No.  You see a medical oncologist, not a team.  And the oncologist will review the same data your oncologist has reviewed and let you know if he or she agrees with the treatment plan prescribed.  If there is agreement, you stay with your oncologist.  If there is not agreement, you decide which plan you like better and go with that oncologist.  It's just a medical second opinion.

Tears well.  No team?  How about a guide?   Maybe I don't understand the roles and responsibilities.  Is the social worker the guide?  Is that the person who helps you navigate this?  Maybe I've just been entering this all from the back door.

The intake specialist sounds genuinely sad and at a loss.  She doesn't know.  Maybe?  She says she's sorry that the website is misleading.

And while I am relieved in a significant way (I really don't want to leave Dr. Wahl), I am also feeling abandoned, disillusioned.  That makes me sad.

I had already been thinking a lot about what it must be like to be each of the medical providers I've encountered.    And I've been comparing the hospital institution to my college, Bellevue College.  I'm in the position of a first generation college student who did well in high school.  I feel like I'm good at school.  I feel like I know how the classroom academic game works.  And when I get to college, that cultural knowledge and academic preparation propels me well towards success....until it doesn't.   If you don't have an insider perspective of higher ed culture, there is a place where your assumptions of how academia works break down -- and typically, you fail.

So I came into this second round of cancer culture with that history of being a successful patient.  I felt literate.  But I wasn't.

I have a lot to say about this.  But I have to get ready for work.  More soon.  :-)

Cough-snapped that rib back into place!

Or, it could be my "flares" are just calming down.

But today is practically pain free!!

It's amazing how much easier it is to get work done. :-)

Beginnings

Swam one mile in one hour!  Three weeks ago, I was whipping out 1.5 miles in 45 minutes.  Still, I'm happy to finally be able to push through the rib and back pain one lap at a time.  (Absolutely cannot flip turn!) I felt gradually better as I clicked the laps off ever so slowly -- until, at the very end, ready to get out, a drop of moisture caught in my throat.  One small delicate cough practically brought up a goddam rib.

Feeling proud.  Who knows?  Maybe, one lap at a time, I will get back to the 2-mile Swim Across America open swim this year.  Or next.  You don't need to flip turn in open water.

Tried out that cello!  Played for 14 years and then didn't play for 20 years so Suzuki Book 1 seems appropriate.  Fingers ache.  Chest twinges.  Bow thumb has developed a painful hang nail.  But it feels good.  Who knows?  Maybe, 1/2 hour after 1/2 hour and day after day, I might work my way back up to playing in the community orchestra!?

Talked to Seattle Cancer Care Alliance.  They asked me if I had had any reaction to the treatment.  Feels so nice to be asked!  We are working out a transition plan so I can move from Issaquah over to their group without interrupting my treatment plan.   Seems like the right next steps.   Cancer is the same old cancer, which is good.

Treatment for stage IV is about walking the path.  There are no big goals.  There are no clear maps of the distant geography.   Or, rather, if there are, it's not good news.  Not knowing means options are open.  But it's definitely a path I will be happy to walk surrounded by really good programs, professionals and caretakers. I hope we can hope we can walk the simple path of hormones for a long time.

All of my identities are rebeginning.  mother, daughter, sister, friend, spouse, colleague, chair, teacher.

Paul wants cuddles again.
I managed to not nag Delphine so much when the heat and my back pain annoyed me.
I made plans to play music with my sister via Facetime.

Now I need to renew my commitment to my very best friends and my spouse - renew my gratitude and devotion to my cousin.  We are all hurting, learning and growing in different ways.  I need you to need me to be there for you as much as you need me to need you to be there.

I will begin practicing listening and hearing.

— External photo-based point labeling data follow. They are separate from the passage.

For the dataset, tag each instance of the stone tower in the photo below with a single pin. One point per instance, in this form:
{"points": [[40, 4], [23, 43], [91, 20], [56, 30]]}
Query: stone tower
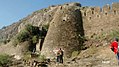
{"points": [[65, 31]]}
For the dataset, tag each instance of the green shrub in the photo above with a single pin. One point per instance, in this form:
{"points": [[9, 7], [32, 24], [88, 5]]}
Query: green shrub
{"points": [[23, 36], [4, 60], [35, 39], [42, 58], [75, 53]]}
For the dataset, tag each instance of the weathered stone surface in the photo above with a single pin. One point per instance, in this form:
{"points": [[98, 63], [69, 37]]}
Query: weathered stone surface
{"points": [[64, 32]]}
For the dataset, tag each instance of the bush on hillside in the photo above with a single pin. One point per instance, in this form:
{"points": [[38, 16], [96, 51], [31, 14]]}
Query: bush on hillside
{"points": [[4, 60], [23, 36]]}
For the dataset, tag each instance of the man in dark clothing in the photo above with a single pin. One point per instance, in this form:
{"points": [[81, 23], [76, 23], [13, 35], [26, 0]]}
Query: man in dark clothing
{"points": [[61, 55], [114, 47]]}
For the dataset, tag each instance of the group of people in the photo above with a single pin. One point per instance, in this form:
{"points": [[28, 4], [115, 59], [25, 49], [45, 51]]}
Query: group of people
{"points": [[115, 48]]}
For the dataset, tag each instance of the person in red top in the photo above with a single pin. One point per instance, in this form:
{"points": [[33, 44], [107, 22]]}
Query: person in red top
{"points": [[114, 47]]}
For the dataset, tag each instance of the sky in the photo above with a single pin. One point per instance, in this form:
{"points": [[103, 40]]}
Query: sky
{"points": [[13, 10]]}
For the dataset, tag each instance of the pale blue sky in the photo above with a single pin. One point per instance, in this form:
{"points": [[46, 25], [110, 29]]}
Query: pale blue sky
{"points": [[13, 10]]}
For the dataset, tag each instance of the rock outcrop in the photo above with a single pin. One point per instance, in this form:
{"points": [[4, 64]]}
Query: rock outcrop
{"points": [[64, 31]]}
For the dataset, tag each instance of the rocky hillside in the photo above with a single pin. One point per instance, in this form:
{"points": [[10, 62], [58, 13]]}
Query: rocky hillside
{"points": [[84, 33]]}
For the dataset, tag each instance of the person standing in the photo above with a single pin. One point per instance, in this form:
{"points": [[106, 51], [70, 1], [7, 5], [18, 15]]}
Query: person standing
{"points": [[61, 55], [114, 48]]}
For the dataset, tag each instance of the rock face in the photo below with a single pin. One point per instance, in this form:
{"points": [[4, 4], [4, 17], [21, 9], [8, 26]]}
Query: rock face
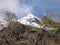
{"points": [[30, 19], [5, 17]]}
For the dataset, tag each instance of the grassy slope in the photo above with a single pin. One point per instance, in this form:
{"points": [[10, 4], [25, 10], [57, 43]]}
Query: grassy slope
{"points": [[18, 34]]}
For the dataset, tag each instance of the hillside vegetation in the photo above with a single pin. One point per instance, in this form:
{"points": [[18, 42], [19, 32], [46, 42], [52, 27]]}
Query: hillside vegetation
{"points": [[19, 34]]}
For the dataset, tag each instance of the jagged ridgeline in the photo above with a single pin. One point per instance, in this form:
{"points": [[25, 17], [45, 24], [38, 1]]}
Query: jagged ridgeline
{"points": [[18, 34]]}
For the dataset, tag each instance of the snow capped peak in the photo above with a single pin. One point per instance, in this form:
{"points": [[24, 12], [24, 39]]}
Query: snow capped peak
{"points": [[30, 19]]}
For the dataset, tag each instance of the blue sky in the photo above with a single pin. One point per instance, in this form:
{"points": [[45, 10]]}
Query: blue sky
{"points": [[36, 7], [41, 7]]}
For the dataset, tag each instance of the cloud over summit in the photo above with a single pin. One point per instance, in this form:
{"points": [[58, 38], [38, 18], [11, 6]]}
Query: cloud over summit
{"points": [[14, 6]]}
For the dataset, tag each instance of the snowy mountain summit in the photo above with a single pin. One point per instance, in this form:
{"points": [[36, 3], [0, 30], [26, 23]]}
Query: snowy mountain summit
{"points": [[30, 19]]}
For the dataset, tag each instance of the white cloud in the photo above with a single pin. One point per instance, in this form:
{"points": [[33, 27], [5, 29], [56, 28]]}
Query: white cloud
{"points": [[14, 6]]}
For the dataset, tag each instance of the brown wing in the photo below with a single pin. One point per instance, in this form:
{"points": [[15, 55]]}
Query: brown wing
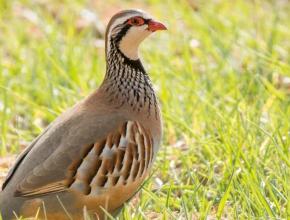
{"points": [[122, 158]]}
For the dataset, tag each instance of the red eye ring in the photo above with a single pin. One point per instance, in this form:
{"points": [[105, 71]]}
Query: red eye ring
{"points": [[136, 21]]}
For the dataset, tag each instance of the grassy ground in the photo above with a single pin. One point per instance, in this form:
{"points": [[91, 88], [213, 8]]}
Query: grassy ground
{"points": [[221, 76]]}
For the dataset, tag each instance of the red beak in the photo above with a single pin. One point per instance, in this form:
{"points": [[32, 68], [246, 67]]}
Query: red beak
{"points": [[155, 26]]}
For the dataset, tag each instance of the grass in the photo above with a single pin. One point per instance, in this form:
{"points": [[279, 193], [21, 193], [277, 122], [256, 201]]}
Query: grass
{"points": [[220, 73]]}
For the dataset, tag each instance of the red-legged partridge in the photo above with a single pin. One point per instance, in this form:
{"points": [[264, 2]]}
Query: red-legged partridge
{"points": [[96, 155]]}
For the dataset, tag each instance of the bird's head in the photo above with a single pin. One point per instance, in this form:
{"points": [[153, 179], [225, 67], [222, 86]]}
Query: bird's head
{"points": [[127, 29]]}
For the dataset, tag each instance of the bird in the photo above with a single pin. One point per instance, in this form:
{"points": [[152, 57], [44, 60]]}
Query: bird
{"points": [[96, 155]]}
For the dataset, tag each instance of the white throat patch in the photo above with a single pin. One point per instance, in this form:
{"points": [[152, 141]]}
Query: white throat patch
{"points": [[130, 42]]}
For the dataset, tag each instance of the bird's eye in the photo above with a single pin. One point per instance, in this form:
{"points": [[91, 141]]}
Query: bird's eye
{"points": [[136, 21]]}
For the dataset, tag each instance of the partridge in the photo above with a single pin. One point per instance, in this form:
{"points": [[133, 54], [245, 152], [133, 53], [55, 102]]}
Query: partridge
{"points": [[97, 154]]}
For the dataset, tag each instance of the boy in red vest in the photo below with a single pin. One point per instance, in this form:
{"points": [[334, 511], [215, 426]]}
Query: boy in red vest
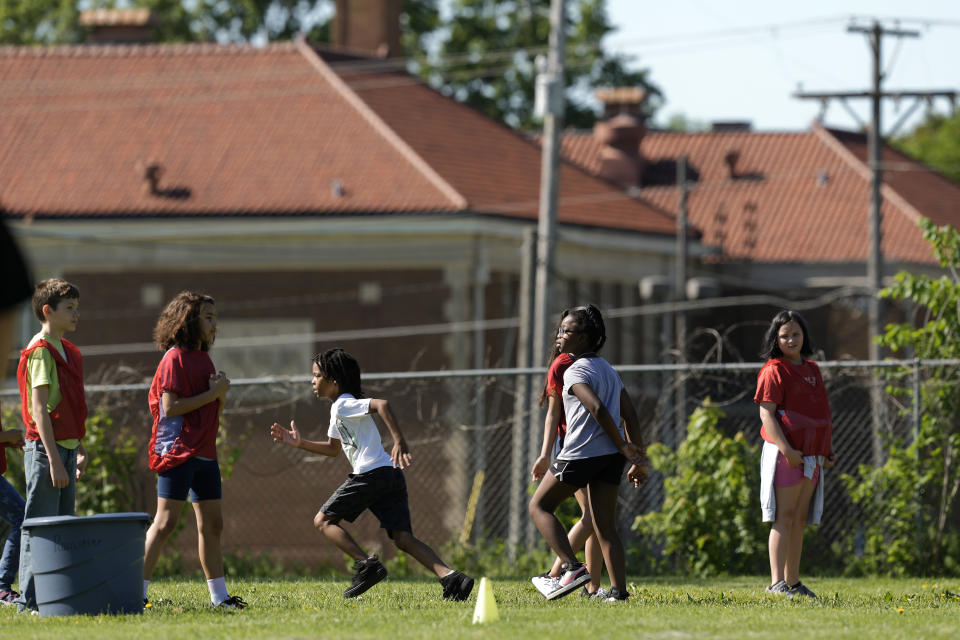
{"points": [[50, 377]]}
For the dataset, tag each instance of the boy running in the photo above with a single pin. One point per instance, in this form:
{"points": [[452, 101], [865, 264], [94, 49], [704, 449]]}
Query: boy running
{"points": [[377, 482]]}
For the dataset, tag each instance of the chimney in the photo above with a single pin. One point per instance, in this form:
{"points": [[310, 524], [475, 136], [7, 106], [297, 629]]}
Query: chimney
{"points": [[620, 135], [119, 26], [622, 100], [370, 27]]}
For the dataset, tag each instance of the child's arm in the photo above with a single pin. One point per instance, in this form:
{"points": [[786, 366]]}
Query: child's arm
{"points": [[768, 416], [599, 412], [174, 405], [291, 438], [550, 424], [630, 420], [401, 456], [82, 460], [39, 397], [11, 438], [637, 474]]}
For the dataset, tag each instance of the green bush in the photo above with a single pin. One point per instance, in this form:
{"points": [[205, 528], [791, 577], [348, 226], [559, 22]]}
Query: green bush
{"points": [[909, 502], [710, 522]]}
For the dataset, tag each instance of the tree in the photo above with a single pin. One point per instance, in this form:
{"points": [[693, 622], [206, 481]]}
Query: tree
{"points": [[27, 22], [909, 502], [935, 142], [487, 55]]}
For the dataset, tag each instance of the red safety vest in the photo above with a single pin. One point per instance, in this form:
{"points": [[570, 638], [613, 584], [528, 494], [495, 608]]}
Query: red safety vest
{"points": [[70, 416]]}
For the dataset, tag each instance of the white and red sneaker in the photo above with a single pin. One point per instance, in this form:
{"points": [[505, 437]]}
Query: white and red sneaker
{"points": [[570, 580]]}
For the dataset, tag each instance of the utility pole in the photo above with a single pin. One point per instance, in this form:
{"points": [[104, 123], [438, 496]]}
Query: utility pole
{"points": [[549, 178], [875, 33], [679, 294]]}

Love you all.  Loved the bike ride to the Redhook Brewery.  Loved the World Cup party at our house.  Loved the family outing to swim at Samena.  Love the plan to see old friends from high school tomorrow.  Love the plan to hang at Green Lake with family on Wednesday.

Love the passion and effectiveness of the Faculty Commons staff.  Love the patience and loving support from A&H.

Love new beginnings.  I always have.

Results

My family, my friend, my advisor and advocate, Janis, accompanied me to my appointment with the on-call oncologist.  It was her first time being a patient advocate and my first time bringing one!  We were a bit clumsy. 

"That went well!  That was good news!" she exclaims in happiness as we approach the elevator on our way out.

"It WASN'T GOOD,"  I snap.

The MRI report states my back, hips, lymphatic system and ribs are riddled with cancer AND there is very little evidence of structural damage.

My lungs have innumerable small tumors AND my lung function is 100%.

The neoplasm in my liver is 12 cm AND showing the exact characteristics of the original 2008 cancer, so it should be responsive to hormone treatments.

There's no evidence of tumors in the brain BUT we should get a contrast MRI to find microscopic pathology -- tumors could grow in the brain while they respond well to treatment elsewhere in the body.

"It's not GOOD," I snap, "It's just not WORSE."  (yet, I think)

I am still the same me and I enjoy the same things and love the same people.  But every once in a while, something happens to remind me how fucking serious this is. 

Francois asks me if maybe we should just do carpet now throughout the entire house and leave the hardwoods/laminate for later.

It's a knife through my heart when I reply, "Then *I* won't get to have hardwoods!"

The doctor, because I ask him to, pulls me through the PET images of my body -- tumor after tumor after tumor after tumor after tumor.

There are moments when this smashes into my reality and crushes my illusion of normal.  And right now that makes me so angry.

So I throw my anger at Janis in the car as she drives me home.

And then it rolls away.

And while I don't feel light and optimistic, I feel centered and able to acknowledge she is right.

It was good news today.

Considering.

And I have some pretty fucking great friends.

Moving On!

Dr. Dong's nurse urged me to use the hospital evaluation form (which has not arrived yet, by the way) and document my experiences.  She said that too often people don't think it will make a difference so they don't take the time to fill out the form.  She wanted me to know that the hospital takes feedback very seriously and there are daily meetings to address issues.

I believe her.  I trust what she says is true.

But beyond that one nurse's approach to supporting my recovery on that one afternoon, I don't have anything specific to report.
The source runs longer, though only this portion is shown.